The analysis of radiative transfer in photoreactors is often crucial for operating efficient photoreactions. This article aims to present a complete experimental and theoretical coupled approach allowing radiative transfer analysis of photoreactors containing particulate media. TiO₂ powder, widely used in photocatalysis, was selected as a case study material for this work. First, Mie theory was used and adapted to assess the effective properties of heterogenous powders. A home-made experimental bench allowing normal-hemispheric transmittance measurement was settled. Theoretical and experimental evaluations of the radiative properties were compared and appear to match each other. The second part of the work consisted in both transmittance and local radiant energy modeling through Monte Carlo and Two Flux models using the previously defined radiative properties as entry parameters. The comparison of experimental and modeled transmittance highlighted the consistence of these models which were then used to describe the radiant energy evolution inside a parallel-plane photoreactor.

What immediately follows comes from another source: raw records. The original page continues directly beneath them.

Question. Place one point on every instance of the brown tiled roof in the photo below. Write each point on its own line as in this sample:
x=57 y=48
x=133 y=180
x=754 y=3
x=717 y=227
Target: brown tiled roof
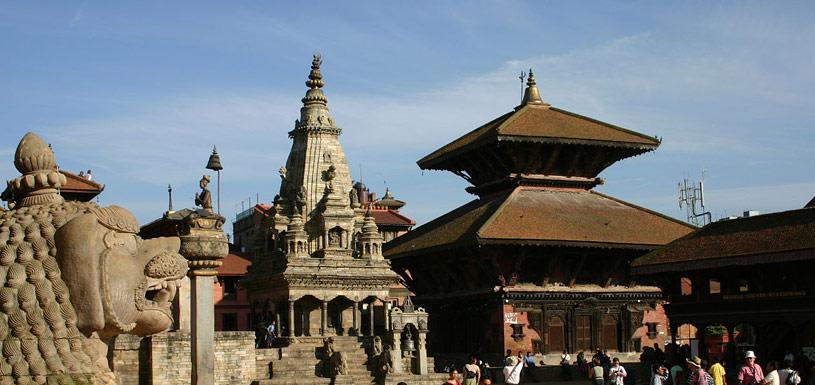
x=752 y=240
x=543 y=123
x=453 y=229
x=234 y=265
x=76 y=183
x=391 y=217
x=545 y=216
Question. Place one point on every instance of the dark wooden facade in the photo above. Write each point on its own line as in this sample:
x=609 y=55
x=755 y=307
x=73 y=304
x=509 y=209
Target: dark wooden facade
x=748 y=278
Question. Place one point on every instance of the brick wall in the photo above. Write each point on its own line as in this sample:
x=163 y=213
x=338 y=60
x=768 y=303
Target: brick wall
x=165 y=359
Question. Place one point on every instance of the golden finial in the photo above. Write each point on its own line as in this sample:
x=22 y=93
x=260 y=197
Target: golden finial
x=315 y=82
x=315 y=78
x=532 y=93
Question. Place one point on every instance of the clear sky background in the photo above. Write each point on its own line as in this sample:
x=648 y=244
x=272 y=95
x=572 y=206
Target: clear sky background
x=140 y=91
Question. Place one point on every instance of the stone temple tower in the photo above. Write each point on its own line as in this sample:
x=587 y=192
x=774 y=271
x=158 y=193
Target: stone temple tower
x=318 y=268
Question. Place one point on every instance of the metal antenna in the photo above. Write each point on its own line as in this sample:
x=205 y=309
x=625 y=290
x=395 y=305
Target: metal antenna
x=692 y=197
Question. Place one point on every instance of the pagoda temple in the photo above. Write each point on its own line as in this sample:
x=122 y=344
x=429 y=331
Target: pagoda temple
x=539 y=261
x=319 y=269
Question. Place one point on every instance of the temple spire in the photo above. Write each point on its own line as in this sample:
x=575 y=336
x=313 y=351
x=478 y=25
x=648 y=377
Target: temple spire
x=314 y=116
x=532 y=93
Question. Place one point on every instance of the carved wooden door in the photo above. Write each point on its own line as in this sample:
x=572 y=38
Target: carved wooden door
x=583 y=332
x=556 y=335
x=609 y=333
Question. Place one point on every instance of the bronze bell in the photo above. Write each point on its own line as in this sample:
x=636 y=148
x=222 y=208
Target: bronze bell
x=214 y=162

光反应器中辐射传递的分析通常对于有效运行光反应至关重要。本文旨在介绍一种完整的实验和理论耦合方法，可以对包含颗粒介质的光反应器进行辐射转移分析。二氧化钛₂选择广泛用于光催化的粉末作为这项工作的案例研究材料。首先，使用米氏理论并将其应用于评估异质粉末的有效性能。安置了允许进行正常半球透射率测量的自制实验台。对辐射特性的理论和实验评估进行了比较，并且看起来相互匹配。工作的第二部分包括使用先前定义的辐射特性作为输入参数，通过蒙特卡洛和两个通量模型对透射率和局部辐射能进行建模。实验透射率和建模透射率的比较突出了这些模型的一致性，然后将这些模型用于描述平行平面光反应器内部的辐射能演化。